Monday, August 04, 2008

The French Are Surrender Monkeys... to the Weather

While I'll guffaw as lustily as the next guy when the French are made fun of for their supposed lack of battle prowess or when Monty Python pokes fun at the Frogs across the channel, I'm not one to actually take any of this seriously. I don't think the French are really all that militantly challenged. A little smelly and hung up on their food and alcoholic beverages perhaps, but not actually the whipping boy of large industrialized nations. WWI? They managed to win in the end with their allies. WWII? They suffered from sharing a large border with one of the most aggressive and effective war machines in the history of the world outside of the insect domain. There wasn't another contiguous state that stood up to Germany that didn't knuckle under. The only ones to not go down in flames went down in a flurry of multilingual "Yes, sir, may we do your bidding sirs." Britain benefited from being on the other side of France and a narrow swatch of ocean. Ground troop invasions were difficult at best and they had time to build up defenses as France got flattened. The US was nearly untouchable on the other side of the Atlantic. We could send all the support we wanted from our unravaged citizenry and newly booming economy at the time. We weren't the world power then that we became as WWII rolled on, so we wouldn't have been unbeatable had we not been so far away. We would have been much like Russia had we been closer. Only our vast geographic size would have saved us.

However, I have noticed a very real and disturbing societal weakness in France in recent years. My discerning of the trend culminated while reading this article. Three people died in France recently when a mini-tornado ripped through their village. This wasn't one of the giant twisters that make regular visits throughout Middle America. This was a mini-tornado. My imagination brings to mind the image of a glorified dust devil blowing through a quaint French village as people run in fear, soft, runny cheese and wine bottles falling to the ground from their overburdened arms, the smell of feet and fermentation wafting in the disturbed air. Babies are left squalling in the middle of the dusty streets. I think it's safe to assume that the deaths came from people having their carotid arteries severed by the flying shards of glass from champagne bottles that exploded as they were dropped by their panicked owners, or maybe from a thin, chain-smoking lady with badly dyed black hair in a style a couple of decades too old bludgeoning to death with a stale baguette the young child who ran to her door seeking refuge from the swirling stiff breeze.

It just seems odd that there would be deaths from a mini-tornado in France when rather large tornadoes can leave a swath of destruction through the giant trailer park that is the heart of America and not a single soul gets sent on to the next stage of existence. Of course I'd be willing to give the French a pass on this one given that tornadoes are almost exclusively a phenomenon of North America and China. It's kind of like expecting the cheese heads in Wisconsin to be prepared for a hurricane to disrupt their Brett Favre candlelight vigil. The French just weren't prepared and three deaths isn't exactly a massacre. It's just a octogenarian driver passing through a San Francisco farmer's market.

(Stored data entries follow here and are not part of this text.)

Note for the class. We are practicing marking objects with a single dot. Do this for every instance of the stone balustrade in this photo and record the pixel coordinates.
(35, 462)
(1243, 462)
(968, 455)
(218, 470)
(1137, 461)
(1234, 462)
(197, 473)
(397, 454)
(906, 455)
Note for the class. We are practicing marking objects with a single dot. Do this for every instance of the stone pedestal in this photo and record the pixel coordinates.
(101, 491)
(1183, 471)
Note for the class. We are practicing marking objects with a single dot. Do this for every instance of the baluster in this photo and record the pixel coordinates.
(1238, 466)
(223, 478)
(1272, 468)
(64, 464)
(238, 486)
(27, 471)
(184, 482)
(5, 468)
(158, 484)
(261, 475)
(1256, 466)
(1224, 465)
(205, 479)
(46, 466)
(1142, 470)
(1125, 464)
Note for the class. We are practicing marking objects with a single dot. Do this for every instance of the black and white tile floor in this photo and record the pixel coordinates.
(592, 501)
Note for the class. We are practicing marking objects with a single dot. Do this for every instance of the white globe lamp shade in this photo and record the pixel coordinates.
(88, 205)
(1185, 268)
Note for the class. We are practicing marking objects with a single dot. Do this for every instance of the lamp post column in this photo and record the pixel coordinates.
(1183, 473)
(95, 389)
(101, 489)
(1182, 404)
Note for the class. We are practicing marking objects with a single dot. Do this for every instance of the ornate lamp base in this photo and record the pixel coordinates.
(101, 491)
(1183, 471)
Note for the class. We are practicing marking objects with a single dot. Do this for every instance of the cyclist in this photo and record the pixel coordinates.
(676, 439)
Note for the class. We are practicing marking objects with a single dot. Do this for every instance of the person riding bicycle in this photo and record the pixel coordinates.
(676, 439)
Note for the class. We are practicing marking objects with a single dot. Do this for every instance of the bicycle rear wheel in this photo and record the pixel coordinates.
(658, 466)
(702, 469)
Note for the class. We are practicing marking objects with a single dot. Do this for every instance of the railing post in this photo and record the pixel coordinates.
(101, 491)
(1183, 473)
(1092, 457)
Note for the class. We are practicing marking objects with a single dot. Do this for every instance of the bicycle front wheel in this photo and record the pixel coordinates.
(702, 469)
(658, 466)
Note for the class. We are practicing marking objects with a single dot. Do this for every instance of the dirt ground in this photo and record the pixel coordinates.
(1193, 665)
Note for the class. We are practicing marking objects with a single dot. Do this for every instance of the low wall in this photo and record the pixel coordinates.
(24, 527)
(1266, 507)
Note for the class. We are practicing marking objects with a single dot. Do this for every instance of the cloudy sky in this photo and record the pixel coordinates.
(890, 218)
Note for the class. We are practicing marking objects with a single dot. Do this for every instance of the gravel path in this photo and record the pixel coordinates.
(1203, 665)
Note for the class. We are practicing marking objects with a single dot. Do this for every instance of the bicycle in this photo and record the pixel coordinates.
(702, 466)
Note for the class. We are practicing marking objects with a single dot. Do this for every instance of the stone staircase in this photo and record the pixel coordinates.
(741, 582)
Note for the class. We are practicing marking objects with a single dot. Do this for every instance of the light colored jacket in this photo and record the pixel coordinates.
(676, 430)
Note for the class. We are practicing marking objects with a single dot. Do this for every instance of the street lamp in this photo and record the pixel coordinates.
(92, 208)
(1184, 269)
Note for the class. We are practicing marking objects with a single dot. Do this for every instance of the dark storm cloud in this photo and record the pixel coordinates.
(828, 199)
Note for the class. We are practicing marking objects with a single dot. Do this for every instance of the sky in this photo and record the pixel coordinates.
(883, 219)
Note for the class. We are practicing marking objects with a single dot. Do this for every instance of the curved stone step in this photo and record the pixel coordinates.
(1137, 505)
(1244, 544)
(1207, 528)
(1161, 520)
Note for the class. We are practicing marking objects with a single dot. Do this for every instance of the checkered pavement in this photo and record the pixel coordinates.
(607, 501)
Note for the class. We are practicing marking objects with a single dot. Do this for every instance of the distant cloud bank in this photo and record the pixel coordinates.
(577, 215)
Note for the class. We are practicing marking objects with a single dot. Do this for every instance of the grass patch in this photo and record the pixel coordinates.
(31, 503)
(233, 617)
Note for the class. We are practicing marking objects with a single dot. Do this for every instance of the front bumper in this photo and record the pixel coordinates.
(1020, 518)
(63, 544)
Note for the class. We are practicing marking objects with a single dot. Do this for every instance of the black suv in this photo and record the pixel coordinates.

I would give them that pass except that the Frogs keel over in droves every time the thermometer registers higher than 90 degrees Fahrenheit as well. God forbid the French ever be exposed to heavy rain and pea-sized hail at the same time. The entire country would be wiped out within a week as citizens drowned in mud puddles after being beaten unconscious by tiny pebbles of ice as they ran in slow motion for shelter.

Of course, I guess it's better to die from mildly strong weather patterns than it is from epidemic fungal infections like real frogs.

5 comments:

Anonymous said...

>flying shards of glass from champagne bottles that exploded as they were dropped by their panicked owners...

I beg to differ. I don't think even a panicked Frenchman could possibly drop the champagne bottle. Their children, sure, but not the champagne.

Julie said...

We have a lot of tornadoes here, so we have an entire warning system that includes sirens for those not paying attention.

We also have a much more mechanically climitized society. Air conditioners are not commonplace and power is extremely expensive so even if you're one of the lucky elderly people that has an air conditioner, you're probably not running it much.

Jacob said...

Justins, I think you underestimate the terror the French have for moderately bad weather.

Julie: I'm incredibly disappointed in you. You offer only excuses as to why the French are so wimpy in the face of weather, one that even I was willing to give them. However, I can't believe that you willingly gave up an opportunity to laugh at the suffering of others. Please, in the future keep in mind that the deaths of people you don't know should always be viewed first with an eye toward finding out how we may laugh at them and only after that should we look into the root causes and explanations.

Jacob said...

And you know where else air conditioners aren't very common? Alaska. You should tell your cafe-dwelling friends across the pond to learn to be tough like Alaskans. You don't see them dieing in the summer because it's too hot!

Courtney said...

In regards to the French-as-wimps stereotype, I hate it when people say, "Those sissies would be speaking German right now if it weren't for us!" How easily they forget that WE would still be ruled by BRITAIN if it weren't for THEM. Dumbasses.